Finally, the only track I (sort of) knew previous, “The Noose of Jah City”. Everything King Krule can be explained with this one single, at least to a three track newbie. Reverb soaked vocals distilled again in reverb, with a moderately uptempo beat to carry Archy Marshall home as he half-raps, half-talks his way through worry, introspection and death. Both “Rock Bottom” and “The Noose of Jah City” seem to be tied loosely into King Krule’s feeling on the establishment and a nagging sense of disillusionment with the position of this generation’s youth.
As he told Pitchfork at CMJ in October 2011, “It’s more about the idea that you’re growing up into this state without wanting it.

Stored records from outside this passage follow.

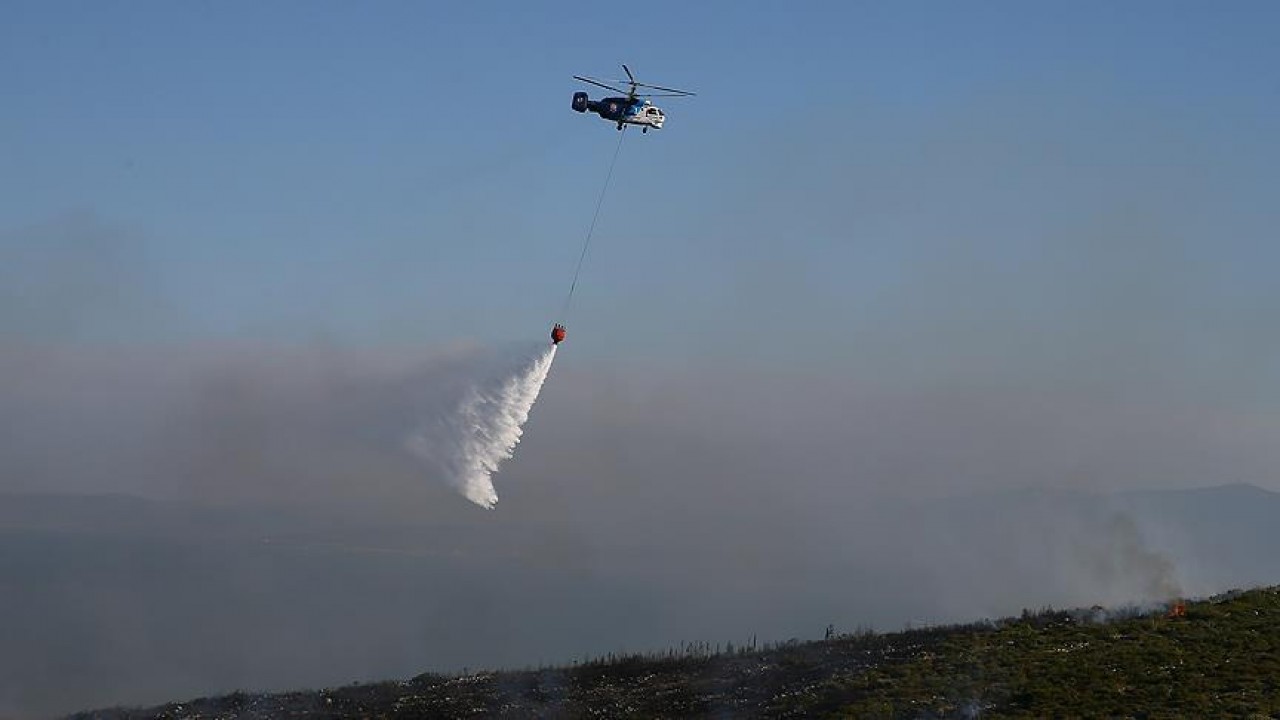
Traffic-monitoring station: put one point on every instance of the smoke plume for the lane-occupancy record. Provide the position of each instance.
(465, 447)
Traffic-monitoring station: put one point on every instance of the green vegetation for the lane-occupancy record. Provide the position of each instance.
(1220, 660)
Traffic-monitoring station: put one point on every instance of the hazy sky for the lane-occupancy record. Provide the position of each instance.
(1022, 201)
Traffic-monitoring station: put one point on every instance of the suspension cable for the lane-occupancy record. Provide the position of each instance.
(590, 231)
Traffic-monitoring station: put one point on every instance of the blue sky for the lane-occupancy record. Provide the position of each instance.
(890, 181)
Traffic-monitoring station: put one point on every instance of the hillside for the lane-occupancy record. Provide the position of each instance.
(1221, 659)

Like, if I’ve been put on this planet the same as anyone else, why should I have to do that?” The interview brought other insight that I would’ve never expected – it really goes some way in explaining the inception and transformation of Archy Marshall to Zoo Kid to King Krule. I don’t know if you can label his sound disillusionist pop, but thematically it’s not so far from the pop punk bands you probably listened to in your youth. More refined, certainly, and better crafted, perhaps, but the underlying message of despair and disgust is still roughly the same. It’s a shame Billy Joe never sounded this elegant.
One wonders where King Krule will grow from here regardless of the debut LP’s success. For a young man who has recorded since the age of eight, in many different styles, it’s possible that he could totally re-invent himself from album to album a-la the Arctic Monkeys but in a much more profound manner. Unlike other such artists, however, I’m not sure he can shake that wonderful bass timbre, and wherever those vocals go I’m willing to follow.